This isn’t new, but I was hoping I’d feel capable of providing a comment other than “oy” when I posted it. After sitting on it for a few weeks, I’m just going to go with “oy.” (It’s such a perfect, general purpose word of despair.)
A kol korei signed by a whole bunch of big names calls for boys to marry by the age of 22.5 (yes, highly specific it is). Boys being the right word, given their age. The actual words in the text are “bochurim” and “girls.” (In the Hebrew it’s “bochurim” and “banot.” Why did I title this post “my son”? It should be “my bochur.” Am I being an angry feminist for thinking that the females should be given the honor of being referred to as “bachurot” or something equivalent?)
I suppose, from some perspectives, it makes little difference whether you’re in yeshiva at 23 or in kollel. Certainly, there are plenty of people who marry at 22 and manage pretty well. It might even get some young men ahead of things; instead of discovering they have three starving children and need a job at 30, they can do it at 25. And, most obviously, looking for a wife at the age of 20 doesn’t mean you’ll find one. Honestly, I don’t know why this bothers me at all.
…Oh wait. Could it be maybe that this is a rather crazy controlling reaction to an alleged shidduch crisis? (I mean, must we control our children down to the 0.5 year they marry? Really?)
HT to the Overland Parker
I don’t usually comment, but the tone of this post really disturbed me. While there are definitely plenty of men who persist in staying in kollel longer than is good for their families (often at the insistence of their wives), to imply that this is the norm is unfair and
Also, you can’t have it both ways. If being in yeshiva is the same as being in kollel, that means they are getting support (which has its own issues, don’t get me wrong, I’m not a fan), in which case their children are not starving.
I am not a fan of bachurim being pressured to consider shidduchim at any specific age, before they feel they are ready. I think it can lead to myriad problems down the road. I do understand where the motivation for trying to encourage it comes from, however.
I found that recommendation of 22.5 to be highly destructive. When youngsters (whether working or learning) are being told to get married in the height of their untested youth, we are ignoring and exacerbating the current divorce rise.
Divorces are no longer unheard of, and I think one factor (among many) is that marriage is not the simple enterprise it once was (because most people, in order to live, needed discipline. And our discipline is coming at a later age now, if at all. Marriage requires discipline in spades).

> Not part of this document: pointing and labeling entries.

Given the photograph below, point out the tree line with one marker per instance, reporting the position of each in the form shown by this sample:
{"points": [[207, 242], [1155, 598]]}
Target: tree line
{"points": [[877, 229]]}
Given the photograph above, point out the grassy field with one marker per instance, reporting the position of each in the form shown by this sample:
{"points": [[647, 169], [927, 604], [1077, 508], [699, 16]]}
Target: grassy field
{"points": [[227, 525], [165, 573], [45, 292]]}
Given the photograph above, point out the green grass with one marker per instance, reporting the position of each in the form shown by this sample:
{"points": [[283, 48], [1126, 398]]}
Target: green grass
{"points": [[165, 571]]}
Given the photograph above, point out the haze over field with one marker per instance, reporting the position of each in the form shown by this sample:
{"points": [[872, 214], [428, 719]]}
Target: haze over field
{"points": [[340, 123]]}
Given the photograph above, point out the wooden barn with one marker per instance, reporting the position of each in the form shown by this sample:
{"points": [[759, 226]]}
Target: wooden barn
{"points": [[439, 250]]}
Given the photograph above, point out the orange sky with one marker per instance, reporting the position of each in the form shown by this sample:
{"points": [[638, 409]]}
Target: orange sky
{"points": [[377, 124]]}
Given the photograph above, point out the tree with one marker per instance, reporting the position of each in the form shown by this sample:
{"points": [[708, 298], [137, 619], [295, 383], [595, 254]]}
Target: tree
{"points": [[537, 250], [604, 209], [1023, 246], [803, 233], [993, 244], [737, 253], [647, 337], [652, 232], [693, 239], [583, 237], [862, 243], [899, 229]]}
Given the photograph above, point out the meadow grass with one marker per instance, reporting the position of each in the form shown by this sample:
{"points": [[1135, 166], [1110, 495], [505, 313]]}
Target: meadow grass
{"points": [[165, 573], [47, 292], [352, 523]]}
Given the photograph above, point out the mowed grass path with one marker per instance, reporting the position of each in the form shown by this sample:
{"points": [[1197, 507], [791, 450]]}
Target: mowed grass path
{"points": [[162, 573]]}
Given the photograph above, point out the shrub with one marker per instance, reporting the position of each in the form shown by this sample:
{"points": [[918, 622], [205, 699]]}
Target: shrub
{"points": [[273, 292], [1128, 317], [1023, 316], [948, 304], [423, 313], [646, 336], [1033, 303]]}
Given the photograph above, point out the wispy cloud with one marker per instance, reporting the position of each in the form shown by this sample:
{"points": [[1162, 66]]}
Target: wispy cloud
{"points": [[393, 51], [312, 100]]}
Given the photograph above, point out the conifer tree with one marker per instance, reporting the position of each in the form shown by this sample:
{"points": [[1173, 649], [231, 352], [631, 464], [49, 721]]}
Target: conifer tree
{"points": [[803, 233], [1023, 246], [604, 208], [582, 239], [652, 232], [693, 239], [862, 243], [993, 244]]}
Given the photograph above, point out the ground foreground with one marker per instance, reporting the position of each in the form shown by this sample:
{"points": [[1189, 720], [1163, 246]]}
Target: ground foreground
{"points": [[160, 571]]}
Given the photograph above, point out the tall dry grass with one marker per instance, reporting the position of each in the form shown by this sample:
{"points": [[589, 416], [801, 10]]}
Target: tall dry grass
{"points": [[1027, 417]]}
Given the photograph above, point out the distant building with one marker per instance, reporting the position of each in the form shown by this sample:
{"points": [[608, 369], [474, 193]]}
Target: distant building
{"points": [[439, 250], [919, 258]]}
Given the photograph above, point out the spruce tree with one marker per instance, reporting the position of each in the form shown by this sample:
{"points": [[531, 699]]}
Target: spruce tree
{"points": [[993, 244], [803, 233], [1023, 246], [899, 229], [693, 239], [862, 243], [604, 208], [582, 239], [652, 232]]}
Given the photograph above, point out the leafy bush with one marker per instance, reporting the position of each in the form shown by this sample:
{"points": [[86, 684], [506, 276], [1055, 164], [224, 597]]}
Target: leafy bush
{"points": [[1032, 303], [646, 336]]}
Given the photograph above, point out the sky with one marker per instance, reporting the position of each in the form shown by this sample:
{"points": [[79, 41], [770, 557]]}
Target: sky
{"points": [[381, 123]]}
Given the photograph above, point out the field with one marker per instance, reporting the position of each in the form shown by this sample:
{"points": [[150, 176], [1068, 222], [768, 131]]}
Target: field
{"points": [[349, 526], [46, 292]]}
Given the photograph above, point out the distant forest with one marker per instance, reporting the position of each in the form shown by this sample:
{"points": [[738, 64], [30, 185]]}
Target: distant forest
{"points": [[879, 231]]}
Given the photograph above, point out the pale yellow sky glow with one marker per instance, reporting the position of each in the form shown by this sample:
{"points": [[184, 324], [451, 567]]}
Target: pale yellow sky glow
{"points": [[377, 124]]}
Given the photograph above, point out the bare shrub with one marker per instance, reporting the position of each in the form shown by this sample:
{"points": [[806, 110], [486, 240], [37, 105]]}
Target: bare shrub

The community continues to focus on symptoms of our own lack of emunah and bitachon instead of acknowledging that hey, even in Europe 100 years ago people did not get married at 21. So why are we pushing it now?
Hashem spends all day arranging shidduchim, it is said. So why don’t we get out of His way?
I think we are all in agreement. Whenever I see one of these ” announcements ” I think…why don’t we just have girls date..dare I say it…later?! Gasp!
People should start dating as soon as they are ready to settle down & get married (obviously with certain age perimeters, say late teens to late twenties). Yeshivas should facilitate the process by teaching bochrim important life & marriage skills and not make up random start dates. This norishkat will not lead to anything good!
Completely agree with SG above. Parents kicking kids out of the house so they can fend for themselves will speed up the maturing process.
I agree that creating more rules is not a good idea, but I suspect there is a benefit to bous marrying younger. With many boys already doing things they shouldn’t as teenagers, I doubt most 30 year old single men have really managed to stay shomer negiah all that time.
@b – I think it’s better for one to be single longer and sleep around than to enter marriage before one is ready and have a terrible marriage. There shouldn’t be a baseline age for getting married; it’s not like starting college at 18 where there’s one age for everyone. Some people take longer to mature and sort their priorities, and they shouldn’t feel pressured to make commitments for which they aren’t ready.
“with many boys already doing things…”
I fail to see why the message that they can’t be expected to control themselves when single, does not risk some kind of infidelity as well.
By the way the k.k. says boys should *start* their search by 22.5 – not try to complete it by then.
@b, I don’t think shomer is the main challenge, it’s pritzus online is the main issue.
I am not speaking from personal experience.
B, in the chareidi world? Not the people I know.
I guess I don’t know if they managed to break shmirat negiah, because for that you need to find a partner, but 2 men I considered dating- mid-20s and early 30s- were doing unsavory things online that could’ve led to offline actions. Both were yeshivish type, or morthodox machmir, one a BT.
@b, how do you know this, did they tell you?
Of course it happens, but I do not think it widespread amongst chareidim.
And yet I suspect it’s more common than we aidel maidels think.
SG- internet stalking
@b, you internet stalked them?
Yes, it’s my SOP for any guy I date (to Google them).